Because we are going to make monthly contributions, there’s no need to use the equation for compound interest. Instead we’ll just calculate each month. Then, we’ll take our monthly results, and store the ‘January’ months in a dataframe.

This analysis assumes that interest is compounded monthly, but it’s more likely that your savings account interest is compounded daily.

```
for(i in 2:(pred_years*12)){
savings_vector[i] = (savings_vector[i-1] + monthly_contribution)*(1 + savings_interest/12)
}
year_mon_index = 12 * (1:pred_years) - 11
year_mon_index
## [1] 1 13 25 37 49 61 73 85 97 109 121 133 145 157 169 181 193
## [18] 205 217 229 241 253 265 277 289 301 313 325 337 349
savings = tibble(year = 1:pred_years,
savings_amount = round(savings_vector[year_mon_index],0))
tail(savings)
## # A tibble: 6 x 2
## year savings_amount
## <int> <dbl>
## 1 25 83215
## 2 26 87407
## 3 27 91688
## 4 28 96060
## 5 29 100524
## 6 30 105083
```

### Run Market Simulations

Instead of using the fixed `savings_interest`

, we’ll take a random sample from the market returns for each year. There’s a bit of disconnect here because we are assuming that this interest is compounded yearly… but at the end of the day, it’s really not that big of a difference.
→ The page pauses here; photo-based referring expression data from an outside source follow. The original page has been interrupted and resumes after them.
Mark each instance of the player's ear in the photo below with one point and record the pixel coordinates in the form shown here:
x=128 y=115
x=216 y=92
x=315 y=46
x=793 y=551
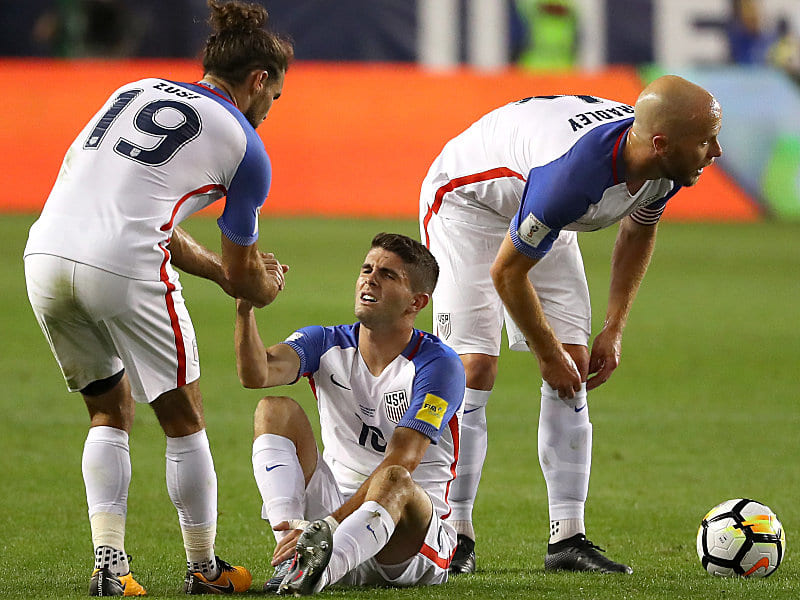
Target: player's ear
x=660 y=143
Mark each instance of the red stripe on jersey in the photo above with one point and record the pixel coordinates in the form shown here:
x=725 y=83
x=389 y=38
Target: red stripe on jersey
x=227 y=99
x=312 y=384
x=173 y=319
x=431 y=554
x=498 y=173
x=202 y=190
x=614 y=156
x=453 y=425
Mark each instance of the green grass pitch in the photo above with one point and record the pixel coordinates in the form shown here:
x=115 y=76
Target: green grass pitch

(You’ll have to take my word for it, but I don’t think it’s a good idea to add in an error term, \(\varepsilon \sim N(0,\sigma)\), to our simulation. Once again, I find that it over-smooths the results. Perhaps adding in an error term would be useful if you were doing more formal, hierarchical modeling and could find a nice small standard deviation for \(\varepsilon \sim N(0,\sigma)\).)

```
random_investing = tibble(simulation = as.factor(sort(rep(1:how_many_simulations,pred_years))),
year = rep(1:pred_years,how_many_simulations),
value = 0)
for(j in 1:how_many_simulations){
for (i in 2:pred_years){
market_vector[i] = (market_vector[i-1] + monthly_contribution*12)*(1+ sample(sp_500$returns, 1))
}
random_investing[random_investing$simulation==j,3] = market_vector
}
head(random_investing)
## # A tibble: 6 x 3
## simulation year value
## <fct> <int> <dbl>
## 1 1 1 5000
## 2 1 2 9872.
## 3 1 3 16137.
## 4 1 4 17963.
## 5 1 5 24639.
## 6 1 6 17034.
```

### Plot Results

Now, let’s plot the results of our simulations and savings account.

```
ggplot(data = random_investing, aes(x = year, y = value)) +
geom_line(aes(group = simulation, color = "Market \nSimulation")) +
stat_summary(fun.y = "median", geom = "line", aes(color = "Simulation \nMedian"), size = 1.1)+
geom_line(data = savings, aes(x = year, y = savings_amount, color = "Savings"), size = 1.5) +
labs(title = "Simulated Account Balance", y = "Account Value") +
scale_y_continuous(labels = function(l){ trans = l/1000; paste0(trans,"K")}) +
scale_color_manual("", values = c("Savings" = "red",
"Market \nSimulation" = "black",
"Simulation \nMedian" = "blue"))
```

## Conclusion

So, yes, investing in an index fund has higher returns in the long run, but that assumes that previous market conditions are the norm and will continue. It is interesting that there are some scenarios below the savings line, and there are only a few extremely high values.